Gerakan Sosial Bikin APD

Pukul tujuh malam sebuah pesan masuk ke telepon pintarnya. Seorang rekan mengabarkan kondisi terakhir sebuah rumah sakit kawasan Cibubur sambil mengirim potret miris para tenaga kesehatan (nakes). Dengan jas hujan tipis seharga sepuluh ribu rupiah mereka berjuang melawan wabah COVID-19. Sebagian lain hanya memakai plastik putih yang menutupi setengah badan.

“Jas hujan ini sekarang juga mulai langka, harganya naik jadi Rp50 ribu,” begitu pesan di seberang kembali menyambung obrolan.

Hatinya sakit melihat potret menyedihkan itu. Otaknya memutar cara untuk membantu mengurai kelangkaan APD, terutama hazmat. Kemudian ia memutuskan membuat hazmat tanpa menerima bayaran.

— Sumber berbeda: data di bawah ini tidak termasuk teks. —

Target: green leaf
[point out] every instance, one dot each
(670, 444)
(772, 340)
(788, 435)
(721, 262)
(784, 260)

“Setelah buka Twitter ada yang cari jasa jahit baju hazmat, dan kebetulan saya punya tiga tukang jahit,” kata Reta Riana kepada Tirto.

Reta kemudian membeli bahan parasut untuk membuat contoh hazmat. Hasilnya kembali ia unggah di semua media sosial. Setelah itu banyak pihak menghubunginya, memberikan donasi Rupiah untuk dijahitkan baju hazmat. Reta menargetkan dalam seminggu ke depan ia akan menyelesaikan seribu hazmat untuk disebar di berbagai rumah sakit kisaran Jakarta, Bandung, dan Semarang.

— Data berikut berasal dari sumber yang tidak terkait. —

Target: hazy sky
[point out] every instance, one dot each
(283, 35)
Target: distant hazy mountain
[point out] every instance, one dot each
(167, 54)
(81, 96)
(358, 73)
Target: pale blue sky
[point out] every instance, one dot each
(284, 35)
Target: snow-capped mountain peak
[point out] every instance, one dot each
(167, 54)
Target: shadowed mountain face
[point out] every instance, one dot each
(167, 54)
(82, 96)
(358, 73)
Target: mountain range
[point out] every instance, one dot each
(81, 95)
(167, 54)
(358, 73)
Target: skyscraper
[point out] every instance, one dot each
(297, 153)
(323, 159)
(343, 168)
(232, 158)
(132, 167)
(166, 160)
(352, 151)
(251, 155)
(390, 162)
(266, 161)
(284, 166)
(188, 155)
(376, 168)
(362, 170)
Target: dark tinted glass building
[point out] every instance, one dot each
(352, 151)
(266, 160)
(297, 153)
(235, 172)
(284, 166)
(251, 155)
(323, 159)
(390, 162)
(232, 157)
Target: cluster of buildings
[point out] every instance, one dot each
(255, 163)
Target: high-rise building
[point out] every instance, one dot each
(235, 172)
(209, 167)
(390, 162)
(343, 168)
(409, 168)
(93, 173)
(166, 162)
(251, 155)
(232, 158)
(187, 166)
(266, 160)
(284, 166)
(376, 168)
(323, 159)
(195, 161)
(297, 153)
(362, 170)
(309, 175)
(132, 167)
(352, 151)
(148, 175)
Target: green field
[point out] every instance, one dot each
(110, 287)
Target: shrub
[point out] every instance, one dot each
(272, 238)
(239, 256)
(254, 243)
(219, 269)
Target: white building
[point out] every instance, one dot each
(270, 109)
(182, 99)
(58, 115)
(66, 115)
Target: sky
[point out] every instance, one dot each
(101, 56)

“Saya tidak ambil ongkos jahit, uang donasi semuanya dibelikan bahan.”

Reta tidak seorang diri berjuang, aksi sosial buat membantu tenaga kesehatan mempunyai alat pelindung standar telah meluas. Banyak industri konveksi turut menolong membuat hazmat, tercantum pendesain Anne Avantie. Linimasa Twitter pula marak kampanye#100jutamaskerchallenge untuk para penjahit untuk membikin masker kain.

Masker dari materi katun 2 limpit yang disisipi tisu di tengah dikira dapat menyaring bakteri sampai 70 persen. Paling tidak lumayan dipakai orang sehat buat melakukan kegiatan setiap hari. Kampanye#100jutamaskerchallenge juga dicoba buat menormalisasi harga pasar alhasil masker standar dapat kembali ada untuk kebutuhan medis.

Sampai catatan ini terbuat, aksi- aksi itu lalu menyebar, apalagi sampai kepada pembuatan alat pelindung wajah pengganti goggles. Apapun bentuknya, Kelakuan sosial pelampiasan APD dikala ini bersama dilandasi pemahaman melawan penimbun serta menyiasati kegagapan pemerintah sediakan alat perang untuk serdadu medisnya.